💻 Coding Ability Showdown between Gemini 2.5 Pro and Claude 3.7 Sonnet: Exploration of Practical Experience and Limitations. Recently, in the developer community, there has been a discussion around Google Gemini 2.5 Pro and Anthropic Claude 3.7 Sonnet...
💻 Coding Ability Showdown between Gemini 2.5 Pro and Claude 3.7 Sonnet: Exploration of Practical Experience and Limitations
Recently, the developer community has engaged in a heated discussion about the programming capabilities of two major language models, Google Gemini 2.5 Pro and Anthropic Claude 3.7 Sonnet. An actual challenge of porting approximately 2,000 lines of C++ GTK3 code from the Solvespace project to GTK4 was proposed to test the capabilities and limitations of the current LLMs in handling complex real - world programming tasks.
User feedback is diverse:
* Gemini 2.5 Pro: It leads Sonnet 3.7 with a score of 73% on the aider multi - language coding leaderboard, compared to Sonnet 3.7's 65%. Some users believe it performs better in generating code from scratch and handling complex logic (such as concurrency issues), and it has an extremely long context window of 1 million tokens (compared to Claude's 200,000 tokens), and can be tried for free through AI Studio. However, some users criticize that it has difficulty following precise instructions when modifying existing code, tends to make irrelevant changes, sometimes refuses to output complete code, or generates redundant code.

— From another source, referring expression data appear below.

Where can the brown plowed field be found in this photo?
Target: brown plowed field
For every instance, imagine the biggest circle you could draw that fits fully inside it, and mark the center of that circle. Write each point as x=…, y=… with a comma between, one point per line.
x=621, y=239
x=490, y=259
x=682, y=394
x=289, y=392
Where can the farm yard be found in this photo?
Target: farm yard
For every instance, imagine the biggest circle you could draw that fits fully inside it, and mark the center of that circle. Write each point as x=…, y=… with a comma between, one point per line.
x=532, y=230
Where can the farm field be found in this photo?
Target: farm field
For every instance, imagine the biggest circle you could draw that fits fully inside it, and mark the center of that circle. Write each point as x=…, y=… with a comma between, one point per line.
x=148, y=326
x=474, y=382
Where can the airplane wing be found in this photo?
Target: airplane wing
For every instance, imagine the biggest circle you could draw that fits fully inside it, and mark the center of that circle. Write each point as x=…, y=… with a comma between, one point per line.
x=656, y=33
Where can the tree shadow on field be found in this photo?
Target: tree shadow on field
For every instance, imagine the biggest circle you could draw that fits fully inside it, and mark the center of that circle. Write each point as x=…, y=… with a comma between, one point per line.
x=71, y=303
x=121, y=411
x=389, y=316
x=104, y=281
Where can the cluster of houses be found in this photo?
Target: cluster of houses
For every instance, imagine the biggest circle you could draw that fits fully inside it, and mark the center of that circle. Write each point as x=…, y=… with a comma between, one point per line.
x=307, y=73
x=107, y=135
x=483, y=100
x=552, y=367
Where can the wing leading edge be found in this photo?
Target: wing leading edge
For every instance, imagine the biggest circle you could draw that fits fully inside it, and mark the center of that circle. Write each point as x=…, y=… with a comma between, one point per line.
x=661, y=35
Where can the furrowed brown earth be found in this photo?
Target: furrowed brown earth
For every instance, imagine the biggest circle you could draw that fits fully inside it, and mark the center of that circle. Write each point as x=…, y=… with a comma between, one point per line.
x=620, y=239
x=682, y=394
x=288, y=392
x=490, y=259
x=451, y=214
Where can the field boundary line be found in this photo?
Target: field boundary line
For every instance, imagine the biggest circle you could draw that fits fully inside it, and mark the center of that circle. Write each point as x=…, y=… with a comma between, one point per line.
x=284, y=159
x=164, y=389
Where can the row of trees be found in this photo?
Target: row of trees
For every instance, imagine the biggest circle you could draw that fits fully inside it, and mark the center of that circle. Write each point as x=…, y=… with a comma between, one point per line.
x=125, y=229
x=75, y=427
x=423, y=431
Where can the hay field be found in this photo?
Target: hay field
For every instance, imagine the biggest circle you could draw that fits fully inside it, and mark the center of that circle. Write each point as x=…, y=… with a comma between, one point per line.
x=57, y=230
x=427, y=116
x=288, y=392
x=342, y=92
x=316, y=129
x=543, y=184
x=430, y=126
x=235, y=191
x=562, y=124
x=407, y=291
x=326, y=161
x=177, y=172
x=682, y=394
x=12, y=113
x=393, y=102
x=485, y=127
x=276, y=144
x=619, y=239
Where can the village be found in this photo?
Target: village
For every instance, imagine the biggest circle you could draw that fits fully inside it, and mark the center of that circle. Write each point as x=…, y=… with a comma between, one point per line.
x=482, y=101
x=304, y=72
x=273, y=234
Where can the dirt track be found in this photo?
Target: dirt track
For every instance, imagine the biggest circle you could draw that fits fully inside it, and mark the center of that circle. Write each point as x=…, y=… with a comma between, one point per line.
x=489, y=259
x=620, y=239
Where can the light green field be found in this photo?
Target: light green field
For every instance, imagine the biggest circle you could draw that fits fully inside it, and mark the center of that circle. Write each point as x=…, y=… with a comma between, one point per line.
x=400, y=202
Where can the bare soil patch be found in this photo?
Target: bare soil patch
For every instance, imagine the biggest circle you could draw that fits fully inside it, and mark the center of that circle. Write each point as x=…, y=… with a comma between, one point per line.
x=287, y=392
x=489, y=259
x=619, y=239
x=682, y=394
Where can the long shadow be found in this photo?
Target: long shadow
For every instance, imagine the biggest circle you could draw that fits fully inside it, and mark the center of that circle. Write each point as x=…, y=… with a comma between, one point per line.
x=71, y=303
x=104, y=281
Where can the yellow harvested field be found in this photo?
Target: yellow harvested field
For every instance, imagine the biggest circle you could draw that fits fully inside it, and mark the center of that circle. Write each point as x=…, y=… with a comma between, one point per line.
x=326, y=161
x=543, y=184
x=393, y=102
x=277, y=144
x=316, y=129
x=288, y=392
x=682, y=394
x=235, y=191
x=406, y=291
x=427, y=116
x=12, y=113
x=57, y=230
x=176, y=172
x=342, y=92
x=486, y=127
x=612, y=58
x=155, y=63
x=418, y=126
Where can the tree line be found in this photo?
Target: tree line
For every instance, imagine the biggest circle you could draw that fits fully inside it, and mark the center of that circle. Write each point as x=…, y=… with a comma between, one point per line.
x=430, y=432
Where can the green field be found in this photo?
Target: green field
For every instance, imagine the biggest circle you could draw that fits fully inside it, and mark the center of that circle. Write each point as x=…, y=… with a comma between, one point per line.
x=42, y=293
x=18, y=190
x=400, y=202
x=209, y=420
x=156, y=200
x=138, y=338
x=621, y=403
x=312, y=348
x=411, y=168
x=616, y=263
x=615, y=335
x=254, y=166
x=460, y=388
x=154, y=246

* Claude 3.7 Sonnet: Many users think it excels in refactoring existing code, following instructions, and tool usage (such as Cursor, MCP), and is more suitable for iterative development. But quite a few users have reported that the 3.7 version has shown a decline in performance compared to 3.5, with problems like over - modifying code and being difficult to control. Some users even think it is "confused in thinking", especially in the "thinking" mode.
The general view is that although LLMs perform impressively in specific, small - scale tasks or brand - new projects (Greenfield Project), they still fall short when dealing with large, complex, or legacy codebases. They struggle to make complex modifications that require in - depth understanding and multiple rounds of iteration, and are prone to introducing technical debt. Providing sufficient context (such as API documentation) and using professional auxiliary tools (such as aider) are considered key to improving the coding effectiveness of LLMs.
Overall, developers are cautious about whether LLMs can replace software engineers in the short term, believing that the current technology is more suitable as an auxiliary tool for specific tasks. Each of the two models has its strengths and weaknesses, and their actual performance highly depends on the specific task scenarios, the way users use them, and prompting techniques. The community is still continuously evaluating and discussing the practical value of LLMs in real - world programming environments.